Jun 09, 2021 2:22 pm

Interstitial lung disease (ILD) is a common complication of rheumatoid arthritis (RA) with up to 8% of patients affected with clinically significant ILD.

Despite being relatively common and frequently severe, RA-ILD has been a neglected area of research and indeed of clinical management in RA. In recent years we finally seem to have started making some progress in this area and this momentum has continued with a several interesting abstracts at EULAR 2021.

In the Opening Plenary Abstract session on Wednesday, Dr. Palomäki presented abstract #OP0007 reporting the long-term risk of ILD in individuals with and without the MUC5B promoter variant and with and without RA. This is important as MUC5B has been shown to be an important risk factor for both idiopathic pulmonary fibrosis and for RA-ILD. They included 248,400 individuals, 5534 of whom had RA. MUC5B was a strong predictor of ILD in RA patients with a HR of 2.14. RA patients with MUC5B had a lifetime risk of ILD of 14.5% compared to 5.2% in RA patients without MUC5B. This compared to lifetime risks of 3.9% for the non-RA population with MUC5B and 1.3% for the non-RA population without MUC5B. Interestingly the risk difference began to emerge from age 65 and appeared to be stronger in males.

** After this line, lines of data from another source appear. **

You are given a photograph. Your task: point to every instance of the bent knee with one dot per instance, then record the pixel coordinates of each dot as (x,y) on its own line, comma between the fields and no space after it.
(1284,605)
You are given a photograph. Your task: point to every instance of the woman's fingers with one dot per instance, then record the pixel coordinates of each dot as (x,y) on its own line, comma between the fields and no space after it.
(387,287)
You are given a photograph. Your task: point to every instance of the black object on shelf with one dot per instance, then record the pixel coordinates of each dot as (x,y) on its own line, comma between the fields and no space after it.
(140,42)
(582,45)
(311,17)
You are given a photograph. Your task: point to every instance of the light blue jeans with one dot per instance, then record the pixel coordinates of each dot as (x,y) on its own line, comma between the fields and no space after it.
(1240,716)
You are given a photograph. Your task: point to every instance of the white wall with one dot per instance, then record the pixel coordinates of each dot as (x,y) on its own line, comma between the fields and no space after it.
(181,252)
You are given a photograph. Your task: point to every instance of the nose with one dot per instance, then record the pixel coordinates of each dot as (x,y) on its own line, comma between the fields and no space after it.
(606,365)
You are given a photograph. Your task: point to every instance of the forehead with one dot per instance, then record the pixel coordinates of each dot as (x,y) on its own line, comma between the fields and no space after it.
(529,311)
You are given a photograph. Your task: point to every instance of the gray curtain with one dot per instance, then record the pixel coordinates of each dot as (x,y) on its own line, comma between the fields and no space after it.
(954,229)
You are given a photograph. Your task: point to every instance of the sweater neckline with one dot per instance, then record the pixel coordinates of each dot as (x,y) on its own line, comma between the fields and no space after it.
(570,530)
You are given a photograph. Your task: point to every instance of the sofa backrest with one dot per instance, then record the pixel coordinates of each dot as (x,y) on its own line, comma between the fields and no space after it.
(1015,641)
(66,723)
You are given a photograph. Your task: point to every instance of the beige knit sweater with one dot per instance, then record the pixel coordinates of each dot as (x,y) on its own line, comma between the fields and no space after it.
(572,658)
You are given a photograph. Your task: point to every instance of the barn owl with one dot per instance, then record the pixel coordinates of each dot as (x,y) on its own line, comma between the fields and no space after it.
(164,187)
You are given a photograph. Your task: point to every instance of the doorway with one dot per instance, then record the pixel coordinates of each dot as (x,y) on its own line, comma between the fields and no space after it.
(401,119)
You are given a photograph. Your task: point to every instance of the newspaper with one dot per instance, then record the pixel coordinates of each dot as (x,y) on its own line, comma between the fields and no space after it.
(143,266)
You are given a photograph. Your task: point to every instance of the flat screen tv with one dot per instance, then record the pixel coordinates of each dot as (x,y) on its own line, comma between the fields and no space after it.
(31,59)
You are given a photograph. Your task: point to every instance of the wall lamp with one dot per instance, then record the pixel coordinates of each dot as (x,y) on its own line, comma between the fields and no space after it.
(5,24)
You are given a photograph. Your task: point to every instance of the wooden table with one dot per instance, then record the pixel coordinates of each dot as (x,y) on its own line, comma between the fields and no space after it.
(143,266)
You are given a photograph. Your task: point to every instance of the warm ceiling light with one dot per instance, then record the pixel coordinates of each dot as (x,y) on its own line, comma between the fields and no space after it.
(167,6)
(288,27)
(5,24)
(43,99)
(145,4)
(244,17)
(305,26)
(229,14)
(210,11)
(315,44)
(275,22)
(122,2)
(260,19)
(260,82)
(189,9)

These findings are a fascinating insight into ILD, showing that RA is a bigger risk factor than MUC5B and that the combination of RA and MUC5B appears to be synergistic. There are important implications for identifying individuals with RA most at risk of developing ILD, and for the monitoring and management implications of this.

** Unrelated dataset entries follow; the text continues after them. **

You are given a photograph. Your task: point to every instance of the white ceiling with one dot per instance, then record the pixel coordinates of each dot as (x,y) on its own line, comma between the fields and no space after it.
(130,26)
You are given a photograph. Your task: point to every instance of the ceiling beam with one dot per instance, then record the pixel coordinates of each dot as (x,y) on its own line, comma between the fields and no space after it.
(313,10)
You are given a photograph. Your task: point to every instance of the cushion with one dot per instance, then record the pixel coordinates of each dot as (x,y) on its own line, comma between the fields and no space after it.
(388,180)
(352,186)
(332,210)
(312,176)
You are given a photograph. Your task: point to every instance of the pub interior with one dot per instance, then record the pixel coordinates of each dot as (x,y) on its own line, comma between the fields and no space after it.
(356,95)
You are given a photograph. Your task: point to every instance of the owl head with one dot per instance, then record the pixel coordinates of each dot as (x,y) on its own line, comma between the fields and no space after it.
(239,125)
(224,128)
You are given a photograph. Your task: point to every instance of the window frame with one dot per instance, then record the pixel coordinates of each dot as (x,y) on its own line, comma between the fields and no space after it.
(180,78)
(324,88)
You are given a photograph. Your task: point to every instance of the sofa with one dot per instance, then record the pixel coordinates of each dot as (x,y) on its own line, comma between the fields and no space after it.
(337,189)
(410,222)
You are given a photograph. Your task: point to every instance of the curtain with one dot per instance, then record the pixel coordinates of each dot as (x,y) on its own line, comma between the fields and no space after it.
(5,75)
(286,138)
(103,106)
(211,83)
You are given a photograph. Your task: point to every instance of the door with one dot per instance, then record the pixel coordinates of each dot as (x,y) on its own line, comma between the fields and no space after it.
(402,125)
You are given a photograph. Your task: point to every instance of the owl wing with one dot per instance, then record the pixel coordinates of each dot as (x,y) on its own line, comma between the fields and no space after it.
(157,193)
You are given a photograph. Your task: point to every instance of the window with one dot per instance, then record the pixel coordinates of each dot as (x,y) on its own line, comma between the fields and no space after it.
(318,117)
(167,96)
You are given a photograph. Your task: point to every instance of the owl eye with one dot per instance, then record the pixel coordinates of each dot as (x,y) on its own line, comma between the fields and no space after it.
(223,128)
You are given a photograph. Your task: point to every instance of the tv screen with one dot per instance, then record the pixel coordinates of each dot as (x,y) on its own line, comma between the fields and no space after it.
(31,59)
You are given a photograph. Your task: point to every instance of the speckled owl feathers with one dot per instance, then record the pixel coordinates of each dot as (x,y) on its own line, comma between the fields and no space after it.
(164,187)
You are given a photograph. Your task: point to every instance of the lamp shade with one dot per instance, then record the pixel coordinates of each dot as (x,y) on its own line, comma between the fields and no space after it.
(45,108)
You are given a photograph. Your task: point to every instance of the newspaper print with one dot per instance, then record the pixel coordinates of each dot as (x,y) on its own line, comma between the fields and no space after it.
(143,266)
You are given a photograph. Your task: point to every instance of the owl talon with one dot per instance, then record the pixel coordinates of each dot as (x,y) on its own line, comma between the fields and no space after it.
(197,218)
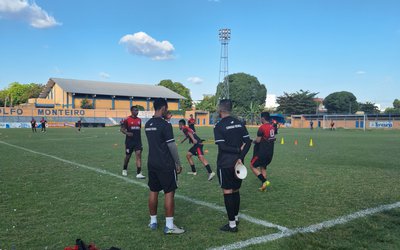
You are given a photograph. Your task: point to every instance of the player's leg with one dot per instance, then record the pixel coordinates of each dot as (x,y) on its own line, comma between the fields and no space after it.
(155,188)
(189,154)
(226,177)
(128,154)
(236,200)
(254,163)
(153,204)
(169,185)
(203,160)
(138,155)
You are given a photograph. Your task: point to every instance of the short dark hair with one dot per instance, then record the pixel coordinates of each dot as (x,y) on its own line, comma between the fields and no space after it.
(225,105)
(159,103)
(265,115)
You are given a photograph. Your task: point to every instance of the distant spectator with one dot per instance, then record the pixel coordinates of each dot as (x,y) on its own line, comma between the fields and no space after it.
(191,123)
(43,123)
(33,125)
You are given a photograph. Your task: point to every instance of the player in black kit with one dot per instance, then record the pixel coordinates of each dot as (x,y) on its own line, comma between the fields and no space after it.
(233,142)
(163,166)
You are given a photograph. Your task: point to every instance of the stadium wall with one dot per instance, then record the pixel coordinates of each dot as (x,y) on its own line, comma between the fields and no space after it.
(347,121)
(59,98)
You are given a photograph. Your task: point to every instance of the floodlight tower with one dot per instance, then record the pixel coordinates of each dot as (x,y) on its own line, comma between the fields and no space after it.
(224,37)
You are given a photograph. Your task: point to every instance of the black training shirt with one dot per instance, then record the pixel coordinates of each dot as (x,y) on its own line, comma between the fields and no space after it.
(159,133)
(231,132)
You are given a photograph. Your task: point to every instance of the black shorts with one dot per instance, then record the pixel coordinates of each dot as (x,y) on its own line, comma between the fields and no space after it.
(227,178)
(166,181)
(197,149)
(263,157)
(131,147)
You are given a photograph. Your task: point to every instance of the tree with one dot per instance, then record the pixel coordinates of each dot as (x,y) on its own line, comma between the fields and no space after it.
(395,109)
(209,103)
(396,104)
(4,98)
(18,93)
(180,89)
(300,102)
(341,103)
(86,103)
(244,89)
(368,108)
(253,113)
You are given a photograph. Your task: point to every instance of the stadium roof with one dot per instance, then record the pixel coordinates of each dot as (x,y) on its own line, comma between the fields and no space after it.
(110,88)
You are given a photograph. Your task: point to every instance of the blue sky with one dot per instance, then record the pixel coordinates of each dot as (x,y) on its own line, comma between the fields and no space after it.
(316,45)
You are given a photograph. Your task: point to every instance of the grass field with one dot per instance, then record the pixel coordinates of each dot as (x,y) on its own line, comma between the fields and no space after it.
(63,185)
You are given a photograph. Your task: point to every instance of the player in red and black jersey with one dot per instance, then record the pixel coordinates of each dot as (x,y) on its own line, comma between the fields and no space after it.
(131,127)
(33,125)
(163,166)
(233,142)
(43,124)
(79,124)
(196,149)
(263,150)
(192,122)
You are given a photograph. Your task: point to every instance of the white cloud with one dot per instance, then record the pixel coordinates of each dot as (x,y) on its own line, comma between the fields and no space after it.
(28,12)
(57,70)
(195,80)
(104,75)
(144,45)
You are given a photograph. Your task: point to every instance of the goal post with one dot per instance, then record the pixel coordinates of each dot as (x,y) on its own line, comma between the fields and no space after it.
(345,121)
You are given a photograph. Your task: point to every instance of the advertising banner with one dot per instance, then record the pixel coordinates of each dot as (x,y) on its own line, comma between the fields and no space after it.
(381,124)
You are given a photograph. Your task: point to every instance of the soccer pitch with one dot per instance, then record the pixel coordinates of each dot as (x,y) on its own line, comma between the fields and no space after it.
(343,192)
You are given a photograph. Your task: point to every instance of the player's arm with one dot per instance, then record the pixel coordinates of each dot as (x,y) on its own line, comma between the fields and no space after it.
(190,134)
(222,145)
(246,144)
(124,130)
(184,139)
(259,136)
(172,147)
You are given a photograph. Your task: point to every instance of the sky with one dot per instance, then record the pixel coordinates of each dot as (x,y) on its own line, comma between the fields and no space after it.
(289,45)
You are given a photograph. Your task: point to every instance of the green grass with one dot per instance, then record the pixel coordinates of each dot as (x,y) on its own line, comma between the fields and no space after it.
(49,203)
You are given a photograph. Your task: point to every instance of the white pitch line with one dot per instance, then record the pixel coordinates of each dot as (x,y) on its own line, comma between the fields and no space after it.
(64,139)
(310,229)
(182,197)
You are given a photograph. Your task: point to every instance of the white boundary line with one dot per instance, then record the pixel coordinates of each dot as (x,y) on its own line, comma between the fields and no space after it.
(66,139)
(310,229)
(182,197)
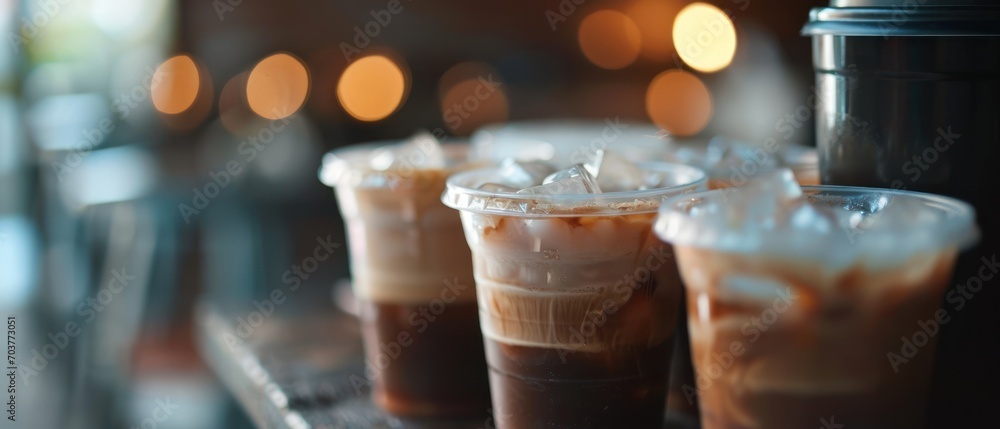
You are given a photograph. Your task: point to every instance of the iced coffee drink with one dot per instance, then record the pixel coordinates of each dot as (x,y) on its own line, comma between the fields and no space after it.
(578,299)
(732,163)
(412,277)
(814,306)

On Thursday, in the Rheumatoid Arthritis-comorbidity and clinical aspects-1 session Dr. Juge presented abstract #OP0099, a historical cohort study of RA-ILD prevalence and influence on mortality. Clinical ILD occurred in 4330 of 173138 RA patients (2.5%). This is at the lower end of previous estimates of RA-ILD prevalence and may be influenced by under-reporting, particularly given the historical nature of the study. Being male, older at RA diagnosis, and having cardiovascular comorbidities, dyslipidaemia, or diabetes were associated with increased risks of RA-ILD. Adjusted mortality risk was three-fold higher in RA with ILD vs RA alone, (HR [95% CI]: 3.1 [3.1, 3.9]).

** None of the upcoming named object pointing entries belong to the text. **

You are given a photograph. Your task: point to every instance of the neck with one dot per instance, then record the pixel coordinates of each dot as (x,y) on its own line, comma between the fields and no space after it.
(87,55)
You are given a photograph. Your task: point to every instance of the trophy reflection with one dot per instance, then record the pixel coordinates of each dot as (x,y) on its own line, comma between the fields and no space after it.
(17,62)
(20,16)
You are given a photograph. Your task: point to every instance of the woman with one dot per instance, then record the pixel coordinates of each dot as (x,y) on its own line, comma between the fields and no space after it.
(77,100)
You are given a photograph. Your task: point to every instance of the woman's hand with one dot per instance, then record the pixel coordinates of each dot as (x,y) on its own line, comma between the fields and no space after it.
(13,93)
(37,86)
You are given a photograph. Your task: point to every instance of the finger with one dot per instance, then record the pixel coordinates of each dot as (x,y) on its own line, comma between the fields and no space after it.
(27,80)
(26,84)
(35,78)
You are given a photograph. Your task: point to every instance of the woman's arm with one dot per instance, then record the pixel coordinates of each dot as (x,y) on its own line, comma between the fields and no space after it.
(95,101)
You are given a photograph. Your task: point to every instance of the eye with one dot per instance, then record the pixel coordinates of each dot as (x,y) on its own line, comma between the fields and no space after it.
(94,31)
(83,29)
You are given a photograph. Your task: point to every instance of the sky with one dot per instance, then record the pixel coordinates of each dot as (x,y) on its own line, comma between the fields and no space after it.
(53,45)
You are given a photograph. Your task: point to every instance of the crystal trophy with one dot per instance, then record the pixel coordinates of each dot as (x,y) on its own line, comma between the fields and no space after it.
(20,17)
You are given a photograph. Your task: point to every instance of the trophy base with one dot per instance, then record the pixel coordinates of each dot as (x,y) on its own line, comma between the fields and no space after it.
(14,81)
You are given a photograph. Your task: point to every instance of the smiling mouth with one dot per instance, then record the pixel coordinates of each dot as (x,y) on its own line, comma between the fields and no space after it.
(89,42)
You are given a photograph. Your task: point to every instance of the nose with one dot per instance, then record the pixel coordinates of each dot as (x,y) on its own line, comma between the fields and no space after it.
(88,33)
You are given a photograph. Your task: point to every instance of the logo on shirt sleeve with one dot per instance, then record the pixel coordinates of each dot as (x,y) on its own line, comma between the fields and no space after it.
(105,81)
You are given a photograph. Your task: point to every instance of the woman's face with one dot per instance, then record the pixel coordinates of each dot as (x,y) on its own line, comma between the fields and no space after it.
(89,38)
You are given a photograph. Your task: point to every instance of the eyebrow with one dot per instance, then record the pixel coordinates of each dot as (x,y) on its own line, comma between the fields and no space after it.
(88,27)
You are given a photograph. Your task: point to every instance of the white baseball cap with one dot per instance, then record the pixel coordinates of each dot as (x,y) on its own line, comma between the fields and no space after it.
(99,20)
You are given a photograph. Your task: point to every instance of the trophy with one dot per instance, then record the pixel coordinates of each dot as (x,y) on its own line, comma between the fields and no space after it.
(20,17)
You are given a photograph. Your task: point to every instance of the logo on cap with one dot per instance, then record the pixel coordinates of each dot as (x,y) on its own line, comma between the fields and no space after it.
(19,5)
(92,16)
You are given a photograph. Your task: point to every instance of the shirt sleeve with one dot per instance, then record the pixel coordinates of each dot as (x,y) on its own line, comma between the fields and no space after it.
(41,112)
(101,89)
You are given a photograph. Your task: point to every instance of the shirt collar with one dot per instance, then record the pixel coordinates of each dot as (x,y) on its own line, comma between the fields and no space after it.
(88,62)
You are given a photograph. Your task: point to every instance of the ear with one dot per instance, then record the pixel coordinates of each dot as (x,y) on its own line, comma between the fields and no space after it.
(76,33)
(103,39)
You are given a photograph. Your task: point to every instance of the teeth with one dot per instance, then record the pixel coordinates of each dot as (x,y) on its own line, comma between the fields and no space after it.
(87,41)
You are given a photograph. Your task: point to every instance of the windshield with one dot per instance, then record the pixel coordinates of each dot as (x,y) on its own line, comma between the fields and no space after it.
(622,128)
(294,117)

With regards to treatment, in Wednesday’s Poster View 1 session, Dr. Atienza-Mateo presented abstract #POS0595 a further detailed analysis of the Spanish multicentre abatacept study in RA-ILD. This showed, somewhat surprisingly that abatacept appeared to be equally good in stabilising FVC and DLCO in both UIP and NSIP patterns in RA-ILD. Classically we think of UIP as being more difficult to treat, so this is promising indeed, albeit early data. In Thursday’s Rheumatoid arthritis - non biologic treatment and small molecules session, 2 further treatment abstracts were presented. Dr. Kelly presented abstract #OP0124 from the INBUILD trial of nintedanib in progressive fibrosing RA-ILD, over 52 weeks FVC decline was -82.6 (41.3) mL/year in the nintedanib group vs -199.3 (36.2) mL/year in the placebo group (p=0.037). Dr Kalyoncu presented abstract #OP0125 on tofacitinib in RA-ILD. This real world study treated 47 RA-ILD patients with tofacitinib. Of the 18 patients with pre and post treatment pulmonary function tests mean FEV1 was 82.1% vs. 82.8% (p=0.079), mean FVC was 79.8% vs. 82.8% (p=0.014). Discontinuation rates due to adverse events were high however.

This is certainly an exciting time in RA-ILD, and hopefully we are on the way to better treatments and outcomes for our patients.